On 31 December 1952, Konuah resigned his post as principal of Accra Academy to become the second African member of the Civil Service Commission (later to be known as Public Services Commission) by appointment in 1953. In 1954, Konuah became chairman of the board of governors of Accra Academy and held this role until 1967. In 1955, Konuah was a member of the International School Committee that saw to the establishment of Ghana International School, and later was chairman of the school's board.

On the death of Sir C. W. Tachie Menson (the first African member of the Civil Service Commission) in 1962, Konuah became chairman of the Civil Service Commission. In addition to this role, he served as chairman of the Governing Council of the Ghana Institute of Management and Public Administration from 1962 to 1969. He was also the first Chairman of the Ghana Mental Health Association. He served as the chairman of the Society of friends of Lepers.

On 18 March 1964, Konuah became a member of a three-member presidential commission inaugurated by Kwame Nkrumah to discharge presidential functions in Nkrumah's indisposal to act as president of Ghana due to absence or being incapacitated. The commission held office until 5 March 1965.

After the 1966 overthrow of the Convention People's Party, Konuah became a member of the Political Committee and the National Advisory Committee set-up by the National Liberation Council. He was sworn-in as chairman of the Audit Service Board on 8 July 1970 in front of the Presidential Commission of the Second Republic, and retired from public service in 1974.

==Personal life and family==
Konuah was a lifelong congregant of the Anglican Church. He married Janet Buccholz and together, they had nine children. Notable among them was, William Godson Bruce-Konuah, a doctor and politician who served as a Minister in the Busia government.

==Honours==
Konuah was made an Officer of the Order of the British Empire (O.B.E.) in 1956 and promoted to Commander (C.B.E.) in 1960.

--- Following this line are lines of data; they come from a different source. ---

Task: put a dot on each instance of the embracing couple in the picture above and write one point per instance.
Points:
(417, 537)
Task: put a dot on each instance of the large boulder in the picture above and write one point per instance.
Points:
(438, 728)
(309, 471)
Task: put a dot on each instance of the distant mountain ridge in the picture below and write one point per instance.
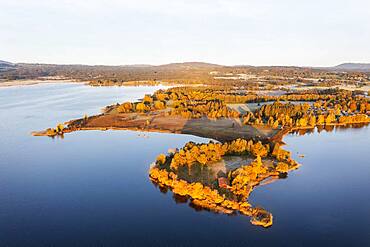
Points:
(353, 66)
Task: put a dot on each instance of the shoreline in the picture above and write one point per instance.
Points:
(14, 83)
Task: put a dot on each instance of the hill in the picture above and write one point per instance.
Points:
(353, 66)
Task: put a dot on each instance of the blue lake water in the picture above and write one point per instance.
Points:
(92, 188)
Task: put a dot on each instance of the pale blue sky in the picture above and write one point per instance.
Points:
(117, 32)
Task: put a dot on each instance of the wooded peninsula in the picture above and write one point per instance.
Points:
(246, 125)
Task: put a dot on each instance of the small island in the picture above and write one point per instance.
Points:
(247, 128)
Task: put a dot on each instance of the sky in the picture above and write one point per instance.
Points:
(229, 32)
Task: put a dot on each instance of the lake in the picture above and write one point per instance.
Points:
(92, 187)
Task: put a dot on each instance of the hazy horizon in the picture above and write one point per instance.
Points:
(256, 33)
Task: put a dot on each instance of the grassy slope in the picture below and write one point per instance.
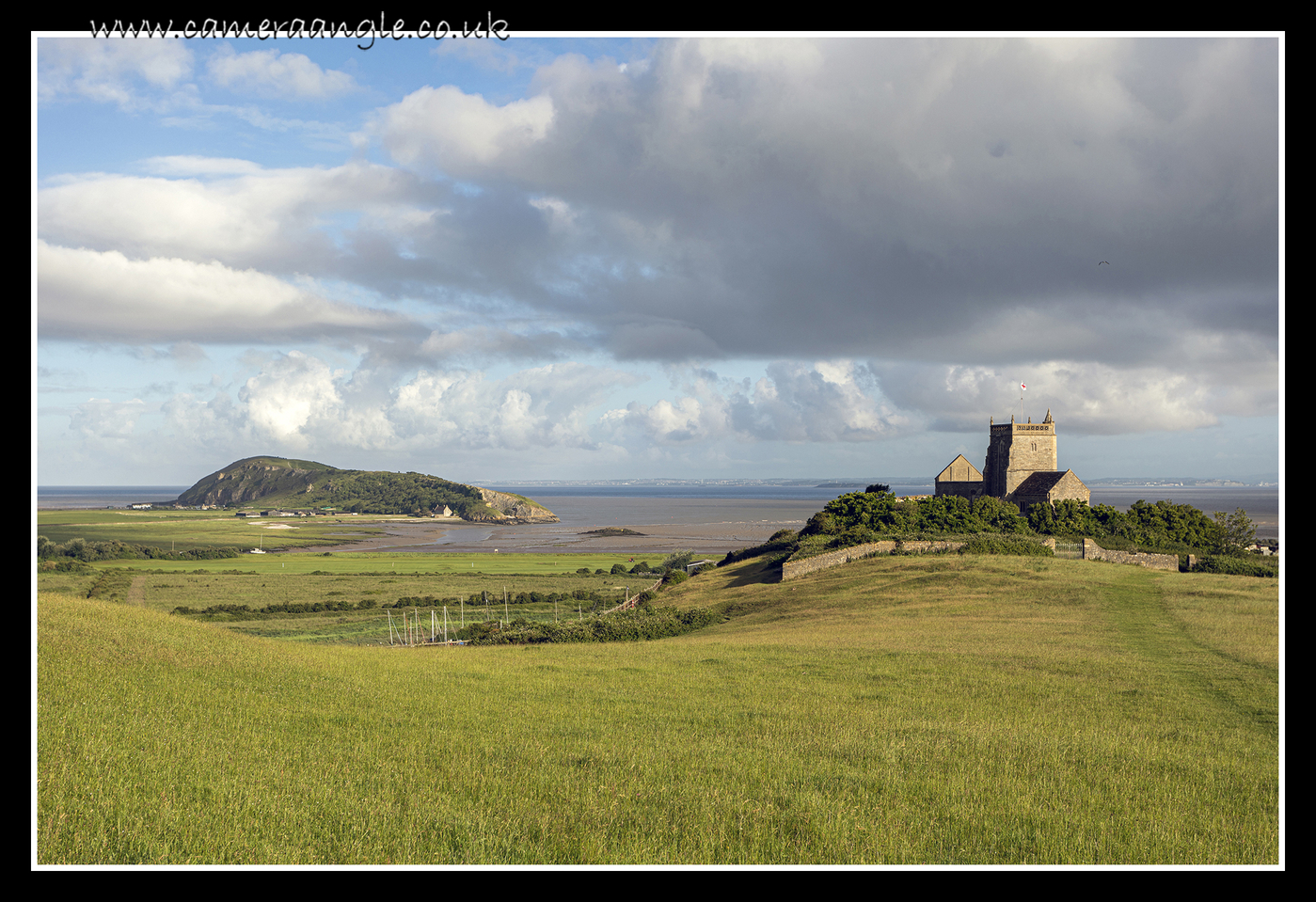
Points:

In 1963, the University of Ghana presented him an honorary doctorate. He was amongst the first three persons awarded an honorary degree by the university. The two others were W.E.B. Du Bois and Sir Arku Korsah.

In 1968, the National Liberation Council awarded Konuah the Grand Medal (Civil Division) of the Republic of Ghana.

==Death and legacy==
Konuah died on 6 June 1996 and is buried in the forecourt of the administration of Accra Academy. Konuah was principal of the Accra Academy for 21 years from 1931 to 1952 and held public office for another 21 years from 1953 to 1974. Konuah is remembered as one of the initiators of the first privately founded school in Gold Coast and the first founded without the initial help of any church group or denomination. The Konuah-Halm-Addo-Alema-Awuletey Lecture is held periodically in joint honour of him.